The nursery smelled like milk and moss.
You sat awkwardly in the corner, tail flicking as a small kit tried gnawing on your back paw. Another was batting at your tail. The third? Hanging from your shoulder with tiny claws.
"This is punishment?" you muttered under your breath.
Across the camp, you could see your Clanmates passing glances your way. Some smirked. Others pitied. After all, being stuck on kit duty—cleaning moss nests, entertaining rowdy kits, and helping the queens—wasn’t exactly an honor for a warrior. But after your little incident—snapping at a senior warrior for talking down to a younger apprentice—the leader had decided you needed to be “reminded of patience.”
Hence, the wriggling pile of fur that now considered your tail fair prey.
“I liked it better when my enemies had teeth,” you grumbled as the kit on your shoulder slid off with a squeak and landed in your nest of gathered moss.

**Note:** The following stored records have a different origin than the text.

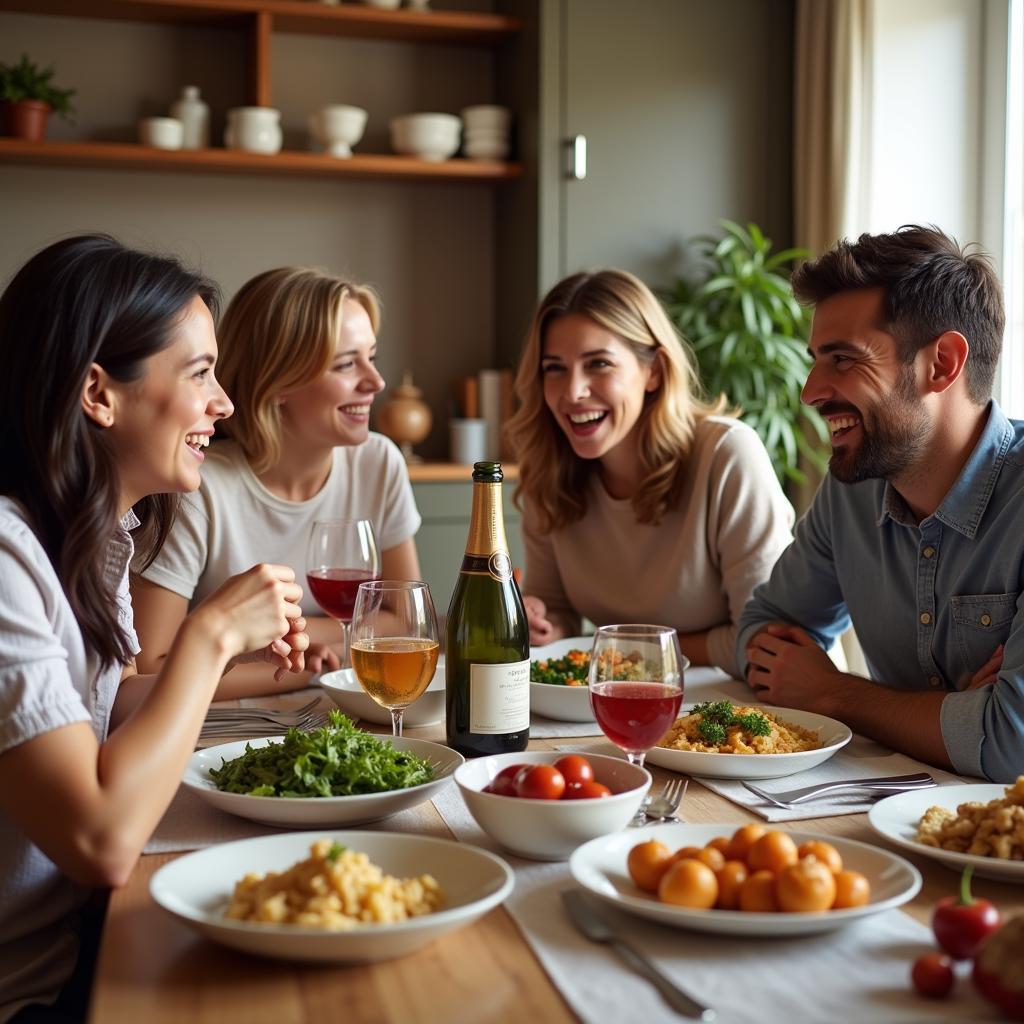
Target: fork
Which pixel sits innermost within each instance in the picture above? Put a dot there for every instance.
(894, 783)
(664, 806)
(276, 715)
(251, 729)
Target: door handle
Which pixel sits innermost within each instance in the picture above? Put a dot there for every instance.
(577, 165)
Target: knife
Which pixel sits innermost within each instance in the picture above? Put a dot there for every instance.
(585, 914)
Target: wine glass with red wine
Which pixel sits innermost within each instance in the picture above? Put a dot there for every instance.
(636, 685)
(341, 554)
(394, 643)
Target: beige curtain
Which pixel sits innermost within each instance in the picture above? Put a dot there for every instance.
(833, 120)
(832, 155)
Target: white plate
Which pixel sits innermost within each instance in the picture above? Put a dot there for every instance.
(600, 866)
(896, 817)
(834, 734)
(310, 812)
(345, 691)
(197, 889)
(564, 704)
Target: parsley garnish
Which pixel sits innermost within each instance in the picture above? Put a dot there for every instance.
(337, 760)
(718, 717)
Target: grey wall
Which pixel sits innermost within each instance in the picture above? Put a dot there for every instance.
(459, 265)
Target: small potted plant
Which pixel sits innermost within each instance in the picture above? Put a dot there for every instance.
(750, 338)
(27, 98)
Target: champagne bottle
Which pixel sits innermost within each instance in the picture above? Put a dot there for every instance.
(486, 654)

“You look like you’re under attack,” came a familiar voice.
You glanced up sharply, only to see Gazscar, tail twitching with amusement. His black-and-brown pelt shone in the late afternoon light, the long scar down his cheek catching in the sun like a silver thread. He was one of ForceClan’s best scouts—clever, quiet, and always watching. Most cats either feared or admired him. You? You were just trying to survive your kit sentence.
“Don’t just stand there looking pretty,” you shot back, tugging a moss scrap away from a determined kit. “Help me or go away.”
He padded closer, smirking. “You’re so sweet when you’re suffering.”
“I swear to StarClan—”
“Relax,” Gazscar said, dropping into a crouch beside you and expertly swatting away two of the kits trying to climb your side again. “I’m here to take over.”
You blinked. “Take over?”
“Yeah. I volunteered for evening kit duty. Thought you might want a break.”
“…Why?”
He glanced at you, eyes gleaming. “Because watching you get tackled by furballs is the best thing I’ve seen all moon. And maybe…” He hesitated, then leaned in just a little, close enough that your whiskers brushed. “…maybe I like you better when you’re not growling at patrol leaders.”
Your ears burned, but you scoffed. “I was right and you know it.”
“I didn’t say you weren’t.” He nudged a kit off his tail with a grunt. “But getting stuck in here? That’s on you.”
You looked at him sideways. “So, you gonna rescue me or just stand there judging?”
“I said I’d take over. Not that you get to run.”
You blinked. “You’re staying?”
“Of course. Someone’s gotta protect you from the real threat.” He batted away a kit who tried to tackle his face. “StarClan help us.”
You laughed, and it surprised you—how easy it was around him. How despite the heat in your chest and the ache in your pride, his presence made everything feel… lighter.
He tossed a bundle of moss toward a kit who immediately dove into it with a squeal. “You know,” he said after a moment, “I think you’d make a good parent.”
You choked. “What?”
“Patient, kind—well, maybe not kind, but you didn’t claw them yet.”
You glared at him. “Don’t joke about that.”
Gazscar shrugged, but his voice was softer when he said, “Wasn’t joking.”
You looked away, heart thudding. “What about you?”
He flicked his ear. “Never thought about it. But… if it were with the right cat?”
Silence hung between you. A kit climbed into your tail again and settled down, tiny breaths puffing against your fur.
Then Gazscar said, quiet and firm, “Maybe we could be the right kind of wrong.”
You looked at him—really looked. At the way his eyes lingered on you, warm and steady. The way his shoulder pressed against yours, solid and unshaking. The way his tail flicked just once to brush yours.
“Maybe,” you whispered.
A loud squeal interrupted the moment as one of the kits pounced between you two, knocking your heads together.
“Ow!”
“Get off, little menace!” Gazscar hissed, though he wasn’t really angry.